The day was much brighter with some blue sky showing through the previous grey clag. A short stretch of old railway bridge over the River Fiddich and an old inn on its banks.
We were now walking on a minor road into the Ben Aigan forest. We slowly were gaining height in a beautiful woodland setting.
The gradient was so gentle that we reached the highest point on the Way before we even realised, having expected a tough ascent. There were views down the Spey northwards to road and rail bridges at Boat of Brig, we would arrive here an hour later. The Moray Firth was also visible and can just be made out at the top of the photo if you click to enlarge.
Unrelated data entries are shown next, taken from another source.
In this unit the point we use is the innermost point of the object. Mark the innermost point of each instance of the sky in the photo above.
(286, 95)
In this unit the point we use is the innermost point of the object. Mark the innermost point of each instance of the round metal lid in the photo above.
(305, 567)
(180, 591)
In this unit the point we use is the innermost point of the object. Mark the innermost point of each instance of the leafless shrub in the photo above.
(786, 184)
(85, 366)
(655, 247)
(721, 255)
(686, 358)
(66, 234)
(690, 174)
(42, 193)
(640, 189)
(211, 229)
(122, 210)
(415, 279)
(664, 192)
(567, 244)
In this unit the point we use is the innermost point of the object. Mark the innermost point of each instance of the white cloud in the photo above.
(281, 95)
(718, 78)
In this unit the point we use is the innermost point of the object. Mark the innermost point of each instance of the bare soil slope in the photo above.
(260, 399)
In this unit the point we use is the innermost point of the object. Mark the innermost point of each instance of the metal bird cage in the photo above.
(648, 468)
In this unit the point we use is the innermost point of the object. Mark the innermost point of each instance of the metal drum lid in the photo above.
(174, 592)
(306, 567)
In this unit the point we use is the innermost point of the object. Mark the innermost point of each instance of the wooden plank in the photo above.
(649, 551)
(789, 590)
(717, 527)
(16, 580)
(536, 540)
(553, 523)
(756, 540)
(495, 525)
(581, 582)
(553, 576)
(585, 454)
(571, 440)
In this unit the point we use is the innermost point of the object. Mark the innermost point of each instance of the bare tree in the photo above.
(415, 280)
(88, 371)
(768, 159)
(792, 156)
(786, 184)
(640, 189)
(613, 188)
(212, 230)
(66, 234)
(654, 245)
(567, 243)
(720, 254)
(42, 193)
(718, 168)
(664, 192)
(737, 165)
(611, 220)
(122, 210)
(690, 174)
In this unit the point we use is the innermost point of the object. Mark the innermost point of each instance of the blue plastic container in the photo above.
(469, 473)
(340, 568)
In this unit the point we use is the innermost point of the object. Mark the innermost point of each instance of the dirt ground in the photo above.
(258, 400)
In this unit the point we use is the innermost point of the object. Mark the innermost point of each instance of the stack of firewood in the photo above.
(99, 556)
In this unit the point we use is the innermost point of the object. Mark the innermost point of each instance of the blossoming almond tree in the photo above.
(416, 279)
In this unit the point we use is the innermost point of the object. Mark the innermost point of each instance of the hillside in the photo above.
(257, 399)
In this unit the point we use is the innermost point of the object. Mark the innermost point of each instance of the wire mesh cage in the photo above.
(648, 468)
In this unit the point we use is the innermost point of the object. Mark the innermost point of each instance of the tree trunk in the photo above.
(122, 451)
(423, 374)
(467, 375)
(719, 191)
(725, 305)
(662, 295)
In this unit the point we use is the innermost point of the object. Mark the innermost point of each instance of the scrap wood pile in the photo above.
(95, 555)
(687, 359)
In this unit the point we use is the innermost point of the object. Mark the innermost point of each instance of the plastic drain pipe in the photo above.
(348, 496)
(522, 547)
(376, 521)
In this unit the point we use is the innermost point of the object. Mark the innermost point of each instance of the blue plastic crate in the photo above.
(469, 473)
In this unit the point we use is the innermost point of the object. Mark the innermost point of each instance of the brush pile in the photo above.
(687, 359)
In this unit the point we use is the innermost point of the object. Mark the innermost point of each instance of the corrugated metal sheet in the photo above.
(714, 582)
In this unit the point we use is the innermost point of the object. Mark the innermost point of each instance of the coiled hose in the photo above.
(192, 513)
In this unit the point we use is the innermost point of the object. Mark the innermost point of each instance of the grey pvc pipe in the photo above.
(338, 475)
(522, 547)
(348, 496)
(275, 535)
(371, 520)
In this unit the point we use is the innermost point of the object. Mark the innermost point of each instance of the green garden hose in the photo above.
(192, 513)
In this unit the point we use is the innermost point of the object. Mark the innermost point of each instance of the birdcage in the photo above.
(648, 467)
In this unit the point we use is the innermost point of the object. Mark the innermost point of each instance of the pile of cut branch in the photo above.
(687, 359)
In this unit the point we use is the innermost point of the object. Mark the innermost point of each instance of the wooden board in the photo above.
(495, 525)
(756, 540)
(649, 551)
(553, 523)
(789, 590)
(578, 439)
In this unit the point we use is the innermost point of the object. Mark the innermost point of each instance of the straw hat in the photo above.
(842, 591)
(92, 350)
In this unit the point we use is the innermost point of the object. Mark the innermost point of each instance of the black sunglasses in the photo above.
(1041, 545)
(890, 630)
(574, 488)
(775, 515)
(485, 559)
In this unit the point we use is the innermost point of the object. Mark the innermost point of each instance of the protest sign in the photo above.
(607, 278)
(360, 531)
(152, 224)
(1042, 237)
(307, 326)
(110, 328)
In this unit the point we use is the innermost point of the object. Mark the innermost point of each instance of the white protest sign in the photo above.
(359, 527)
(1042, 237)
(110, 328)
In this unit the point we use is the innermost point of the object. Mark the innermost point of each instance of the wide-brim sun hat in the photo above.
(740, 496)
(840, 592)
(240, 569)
Lots of walkers were met coming the other way, the characteristic midway rush hour.
The route was very undulating from here on and we didn’t see a soul on this section of minor road. At one high point there were rather restricted views back south to the snowy Grampians from where we had come.
The gorse was in full bloom on this stretch.
We diverted to a high view point over the River Spey. There were men stood in the river up to their thighs with a stick and line. Apparently they pay up to a thousand pounds a day for this! And I thought long distance walkers were verging on madness.
A no nonsense B&B and a no nonsense fish and chip shop were our delight followed by a couple of pints in a no nonsense inn.
Fochabers is the home of the Baxters food company, of the Royal Game Soup fame. As I was walking with a Baxter I had hoped to get a photo of him outside the factory. Unfortunately it was well off route!